The University of Arizona

College of Agriculture and Life Sciences

Tierra Seca Club participants and contributes to the Annual Summer Meeting the Society for Range Management Arizona Section.

Tuesday, August 19, 2014

August 14th and 15th in Show Low, Az, students of Tierra Seca were met by cool temperatures, great barbeque, and presentations given by a wide variety of professionals representing both natural resource management and research at the annual meeting of the Arizona section of the Society for Range Management.  Among those represented were the US Forest Service, Arizona State Land Department, Natural Resources Conservation Service, Arizona’s three large universities, and various ranchers from around the state.  In addition to celebrating 100 years of community partnership through the cooperative extension, this meeting focused on the 20+ year accomplishments of the White Mountains grassland and forest ecosystem restoration partnership. 

Thursday and Friday were very exciting days for members.  Scientists presented some of their latest research, ranchers shared personal stories, and top members of various state agencies told of the latest developments in partnerships and programs that are taking place at this very moment.  Friday was marked by a field day to showcase some of the local ranches and the effects of various management practices to thin stands of pinyon, juniper and ponderosa pine to reduce fuel levels.

Tierra Seca members not only benefited from networking with some of Arizona’s greatest working professionals, but they also contributed Thursday morning by providing a hearty burrito breakfast to attendees of the conference.  An early wakeup call did not faze the students one bit, and their delicious food was even patronized by Dean Burgess.

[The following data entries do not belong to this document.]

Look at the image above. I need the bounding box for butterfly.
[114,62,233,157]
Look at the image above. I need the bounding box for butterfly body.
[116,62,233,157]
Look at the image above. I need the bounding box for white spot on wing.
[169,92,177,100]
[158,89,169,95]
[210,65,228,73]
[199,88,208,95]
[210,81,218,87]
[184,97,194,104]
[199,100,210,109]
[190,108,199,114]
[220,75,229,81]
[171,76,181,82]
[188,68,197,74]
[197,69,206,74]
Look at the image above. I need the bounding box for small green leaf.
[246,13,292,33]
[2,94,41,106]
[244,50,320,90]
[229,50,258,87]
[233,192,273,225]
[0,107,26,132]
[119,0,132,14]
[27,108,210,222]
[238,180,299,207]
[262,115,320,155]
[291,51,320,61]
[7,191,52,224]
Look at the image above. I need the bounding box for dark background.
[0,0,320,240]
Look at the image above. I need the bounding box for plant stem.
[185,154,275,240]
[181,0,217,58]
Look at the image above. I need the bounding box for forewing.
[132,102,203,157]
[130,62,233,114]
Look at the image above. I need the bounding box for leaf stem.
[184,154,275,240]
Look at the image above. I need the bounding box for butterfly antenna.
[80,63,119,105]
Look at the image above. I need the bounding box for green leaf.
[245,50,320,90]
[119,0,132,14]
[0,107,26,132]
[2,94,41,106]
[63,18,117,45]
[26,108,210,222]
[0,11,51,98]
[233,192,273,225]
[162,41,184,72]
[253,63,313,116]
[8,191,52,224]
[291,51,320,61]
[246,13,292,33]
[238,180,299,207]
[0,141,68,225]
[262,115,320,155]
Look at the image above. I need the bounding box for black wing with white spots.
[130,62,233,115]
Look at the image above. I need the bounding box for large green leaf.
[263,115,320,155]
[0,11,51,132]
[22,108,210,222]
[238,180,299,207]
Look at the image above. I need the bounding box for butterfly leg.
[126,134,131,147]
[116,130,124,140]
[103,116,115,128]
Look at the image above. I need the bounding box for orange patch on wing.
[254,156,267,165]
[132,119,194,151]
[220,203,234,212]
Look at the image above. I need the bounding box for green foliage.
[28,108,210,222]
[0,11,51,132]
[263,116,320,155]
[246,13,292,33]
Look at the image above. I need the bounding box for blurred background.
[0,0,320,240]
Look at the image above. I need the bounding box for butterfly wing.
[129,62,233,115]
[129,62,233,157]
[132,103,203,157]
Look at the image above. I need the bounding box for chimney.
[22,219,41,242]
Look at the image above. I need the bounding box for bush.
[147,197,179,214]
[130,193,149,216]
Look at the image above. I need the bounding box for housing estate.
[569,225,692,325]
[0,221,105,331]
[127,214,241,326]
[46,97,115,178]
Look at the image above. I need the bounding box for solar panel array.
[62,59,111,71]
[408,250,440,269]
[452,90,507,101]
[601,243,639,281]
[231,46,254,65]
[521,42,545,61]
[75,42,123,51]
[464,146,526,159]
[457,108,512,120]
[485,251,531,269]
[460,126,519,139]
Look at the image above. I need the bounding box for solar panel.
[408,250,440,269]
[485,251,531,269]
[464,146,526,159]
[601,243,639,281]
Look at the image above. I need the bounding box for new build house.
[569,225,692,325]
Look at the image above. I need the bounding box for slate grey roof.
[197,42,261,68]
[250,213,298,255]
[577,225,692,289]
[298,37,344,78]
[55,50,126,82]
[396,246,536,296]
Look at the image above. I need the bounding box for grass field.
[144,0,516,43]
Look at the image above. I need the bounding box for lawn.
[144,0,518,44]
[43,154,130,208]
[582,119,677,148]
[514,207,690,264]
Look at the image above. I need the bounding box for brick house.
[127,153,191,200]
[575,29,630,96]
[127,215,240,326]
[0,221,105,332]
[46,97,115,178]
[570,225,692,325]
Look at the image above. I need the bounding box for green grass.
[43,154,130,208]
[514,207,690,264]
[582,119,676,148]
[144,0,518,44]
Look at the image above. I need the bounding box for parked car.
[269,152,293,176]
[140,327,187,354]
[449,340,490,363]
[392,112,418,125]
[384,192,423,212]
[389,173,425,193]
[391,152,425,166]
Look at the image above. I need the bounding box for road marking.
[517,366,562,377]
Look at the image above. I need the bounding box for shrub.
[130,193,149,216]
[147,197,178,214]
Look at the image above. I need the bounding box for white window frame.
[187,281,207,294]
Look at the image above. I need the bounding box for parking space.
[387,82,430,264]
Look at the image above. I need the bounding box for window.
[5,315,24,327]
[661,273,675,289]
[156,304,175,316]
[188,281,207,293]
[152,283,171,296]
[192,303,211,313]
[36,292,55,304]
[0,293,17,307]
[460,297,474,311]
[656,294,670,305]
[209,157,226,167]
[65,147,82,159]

Emilio Corella, Sophia Leone, Emily Pecilunas, Cassidy Solper, and Leland Sutter represented Tierra Seca and the University of Arizona, and were supported by their club advisor Dr. Mitch McClaran.

This panoramic picture shows the effects of the June 2014 San Juan fire in Apache-Sitegraves National Forest. The left side experienced a severe crown fire and the fire dropped to the ground on the right side of the image.  The right had pine density thinned prior to the fire, and this resulted in the lower intensity fire and no tree mortality. All trees died on the left side because of high fire intensity.